Academic Editor: Andreas H. Mahnken

Copyright © 2013 Edwin A. Takahashi and Hyo-Chun Yoon. This is an open access article distributed under the Creative Commons Attribution License, which permits unrestricted use, distribution, and reproduction in any medium, provided the original work is properly cited.

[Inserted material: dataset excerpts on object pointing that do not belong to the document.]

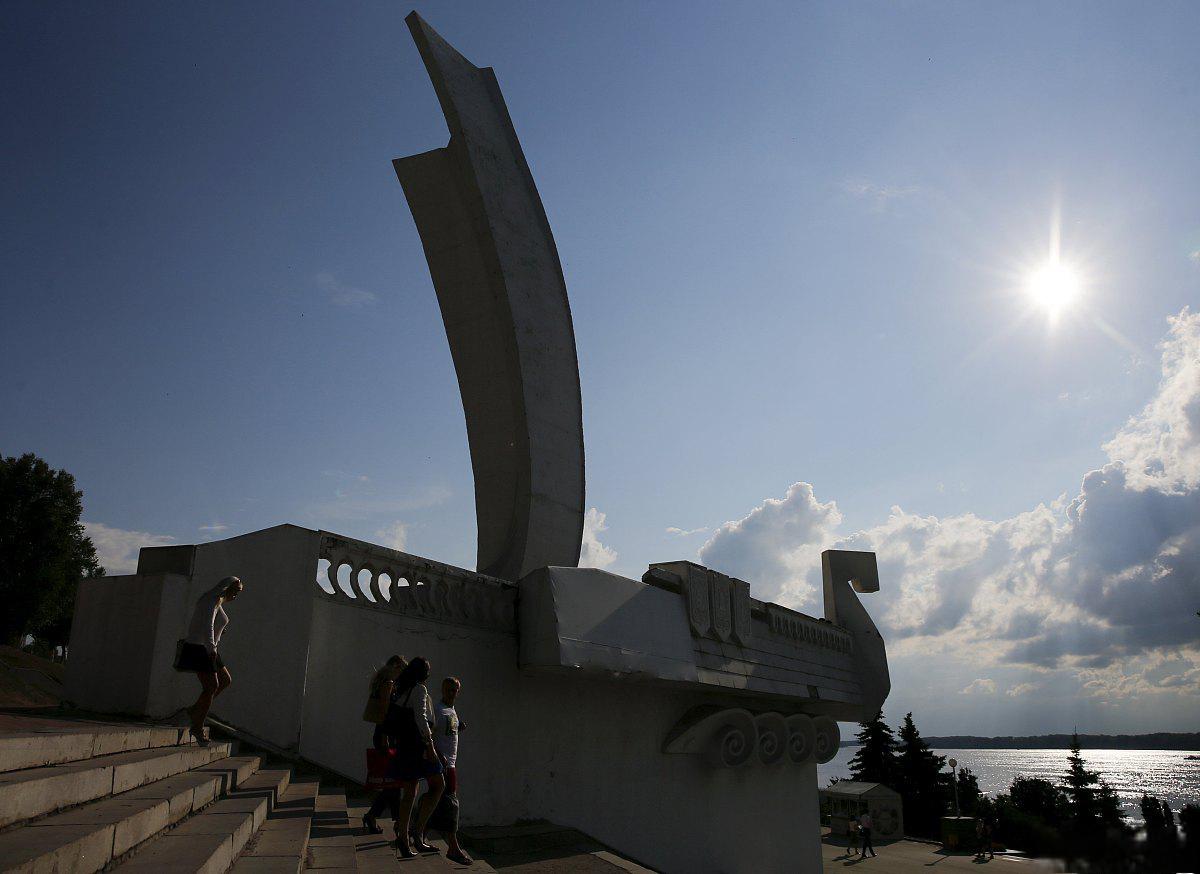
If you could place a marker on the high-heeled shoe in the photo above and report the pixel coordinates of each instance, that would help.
(405, 850)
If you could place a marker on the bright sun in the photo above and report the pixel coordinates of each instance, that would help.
(1055, 286)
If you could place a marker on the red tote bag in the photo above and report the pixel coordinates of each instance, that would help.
(377, 770)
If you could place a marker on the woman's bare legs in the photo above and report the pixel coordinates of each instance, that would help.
(429, 801)
(198, 712)
(406, 814)
(225, 680)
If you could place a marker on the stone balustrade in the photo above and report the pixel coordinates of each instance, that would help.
(805, 629)
(414, 586)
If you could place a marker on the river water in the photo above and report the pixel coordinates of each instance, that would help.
(1168, 774)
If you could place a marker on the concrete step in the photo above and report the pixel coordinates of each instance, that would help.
(35, 791)
(30, 742)
(85, 838)
(331, 838)
(210, 840)
(281, 845)
(375, 852)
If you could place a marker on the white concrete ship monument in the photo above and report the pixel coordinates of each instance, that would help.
(675, 718)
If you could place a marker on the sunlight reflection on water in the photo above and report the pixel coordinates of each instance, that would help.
(1168, 774)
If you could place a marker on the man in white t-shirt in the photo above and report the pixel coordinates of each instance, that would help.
(445, 738)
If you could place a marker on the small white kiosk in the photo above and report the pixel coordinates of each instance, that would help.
(850, 798)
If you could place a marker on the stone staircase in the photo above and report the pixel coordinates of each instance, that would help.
(81, 796)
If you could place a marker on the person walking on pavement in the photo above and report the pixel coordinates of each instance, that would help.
(864, 826)
(445, 737)
(198, 652)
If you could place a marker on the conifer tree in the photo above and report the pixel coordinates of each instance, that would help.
(875, 760)
(921, 782)
(1092, 802)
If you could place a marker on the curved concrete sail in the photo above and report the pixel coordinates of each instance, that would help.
(503, 299)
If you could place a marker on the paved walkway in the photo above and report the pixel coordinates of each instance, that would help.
(911, 856)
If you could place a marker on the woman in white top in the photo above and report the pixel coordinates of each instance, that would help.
(198, 651)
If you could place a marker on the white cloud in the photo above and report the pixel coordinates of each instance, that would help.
(395, 536)
(983, 684)
(342, 294)
(118, 549)
(594, 554)
(1098, 590)
(1159, 448)
(1021, 689)
(879, 196)
(775, 545)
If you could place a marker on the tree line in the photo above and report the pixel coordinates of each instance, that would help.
(45, 551)
(1078, 818)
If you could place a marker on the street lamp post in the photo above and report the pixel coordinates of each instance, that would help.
(954, 782)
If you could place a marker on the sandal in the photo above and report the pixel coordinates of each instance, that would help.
(405, 852)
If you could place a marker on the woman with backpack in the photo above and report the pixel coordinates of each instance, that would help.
(409, 724)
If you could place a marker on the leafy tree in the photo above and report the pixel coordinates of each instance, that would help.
(921, 782)
(1029, 815)
(1041, 798)
(43, 549)
(875, 760)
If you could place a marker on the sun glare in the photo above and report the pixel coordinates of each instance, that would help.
(1055, 287)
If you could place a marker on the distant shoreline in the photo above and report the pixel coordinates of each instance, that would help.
(1159, 740)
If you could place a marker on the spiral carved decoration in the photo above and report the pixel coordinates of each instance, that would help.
(736, 737)
(772, 737)
(802, 738)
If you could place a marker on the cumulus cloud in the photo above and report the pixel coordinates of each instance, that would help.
(341, 294)
(775, 544)
(118, 549)
(1103, 585)
(394, 536)
(594, 554)
(983, 684)
(1021, 689)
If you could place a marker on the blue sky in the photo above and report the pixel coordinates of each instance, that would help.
(796, 241)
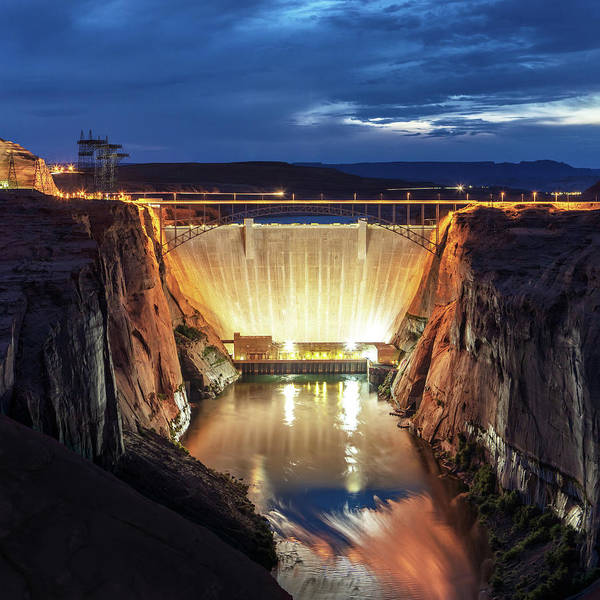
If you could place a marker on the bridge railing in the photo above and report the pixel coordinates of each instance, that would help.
(306, 210)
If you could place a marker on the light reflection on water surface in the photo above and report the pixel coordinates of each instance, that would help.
(357, 511)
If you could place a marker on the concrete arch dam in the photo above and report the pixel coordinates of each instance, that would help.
(300, 282)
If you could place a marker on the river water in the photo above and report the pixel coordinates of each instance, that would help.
(359, 507)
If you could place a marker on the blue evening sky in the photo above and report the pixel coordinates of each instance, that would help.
(320, 80)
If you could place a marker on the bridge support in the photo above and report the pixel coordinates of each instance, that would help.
(362, 239)
(249, 238)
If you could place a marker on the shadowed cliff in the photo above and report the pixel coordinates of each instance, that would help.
(509, 353)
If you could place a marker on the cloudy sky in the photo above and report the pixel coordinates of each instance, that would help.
(319, 80)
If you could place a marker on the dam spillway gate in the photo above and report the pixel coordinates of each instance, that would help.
(332, 281)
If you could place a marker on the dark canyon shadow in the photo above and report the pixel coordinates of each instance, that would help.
(359, 507)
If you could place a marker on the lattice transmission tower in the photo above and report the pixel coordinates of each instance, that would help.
(98, 160)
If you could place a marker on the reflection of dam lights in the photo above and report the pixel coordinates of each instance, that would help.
(371, 354)
(350, 406)
(289, 391)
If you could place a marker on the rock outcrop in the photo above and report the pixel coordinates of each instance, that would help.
(208, 370)
(69, 530)
(19, 168)
(509, 355)
(86, 341)
(88, 356)
(166, 474)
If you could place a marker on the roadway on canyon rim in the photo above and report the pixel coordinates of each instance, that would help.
(358, 506)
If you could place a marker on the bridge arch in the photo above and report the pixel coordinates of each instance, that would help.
(189, 233)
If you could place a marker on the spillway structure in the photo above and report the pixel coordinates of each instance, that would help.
(300, 282)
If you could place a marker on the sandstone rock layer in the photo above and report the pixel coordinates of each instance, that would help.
(509, 354)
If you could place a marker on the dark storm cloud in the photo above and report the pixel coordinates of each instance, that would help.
(329, 80)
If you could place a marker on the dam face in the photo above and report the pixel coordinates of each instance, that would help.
(300, 282)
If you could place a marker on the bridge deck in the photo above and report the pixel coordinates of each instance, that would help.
(282, 367)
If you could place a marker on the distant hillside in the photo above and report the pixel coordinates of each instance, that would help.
(304, 181)
(542, 175)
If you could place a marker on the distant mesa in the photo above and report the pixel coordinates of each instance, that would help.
(21, 169)
(542, 175)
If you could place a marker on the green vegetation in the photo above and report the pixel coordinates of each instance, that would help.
(191, 333)
(535, 556)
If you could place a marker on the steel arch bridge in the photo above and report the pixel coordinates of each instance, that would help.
(405, 231)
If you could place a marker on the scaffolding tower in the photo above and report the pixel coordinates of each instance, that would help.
(98, 160)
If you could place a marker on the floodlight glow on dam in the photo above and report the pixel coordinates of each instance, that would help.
(301, 282)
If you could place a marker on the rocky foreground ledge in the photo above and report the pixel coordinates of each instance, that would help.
(88, 357)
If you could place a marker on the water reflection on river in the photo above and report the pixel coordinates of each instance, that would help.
(357, 506)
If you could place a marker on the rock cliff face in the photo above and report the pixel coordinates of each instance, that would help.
(69, 530)
(509, 354)
(19, 168)
(87, 345)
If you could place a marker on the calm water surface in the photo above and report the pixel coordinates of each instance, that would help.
(358, 506)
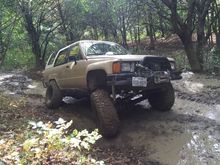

Purpose. The objective of this study was to determine the estimated effective radiation dose of pulmonary CT angiography (CTA) for suspected pulmonary embolism (PE) contributing to total medical radiation exposure over a 4-year period. Materials and Methods. This investigation retrospectively reviewed 300 patients who presented to the emergency department and received a pulmonary CTA scan for suspected PE. We evaluated these patients' electronic medical record to determine their estimated radiation exposure to CT scans during the following four years. Using DLP to E conversion coefficients, we calculated the cumulative effective radiation dose each subject received. Results. A total of 900 CT scans were reviewed in this study. Pulmonary CTA delivered an average effective radiation dose of 10.7 ± 2.5 mSv and accounted for approximately 65% of subjects' 4-year cumulative medical radiation dose. Only 6.3% of subjects had a positive acute PE according to their radiology report. Conclusion. Pulmonary CTA accounted for the majority of subjects’ medically related effective radiation dose over a 4-year period. With only a minority of subjects having positive findings for acute PE, increased efforts should be made to clinically assess pretest probability before the consideration of imaging.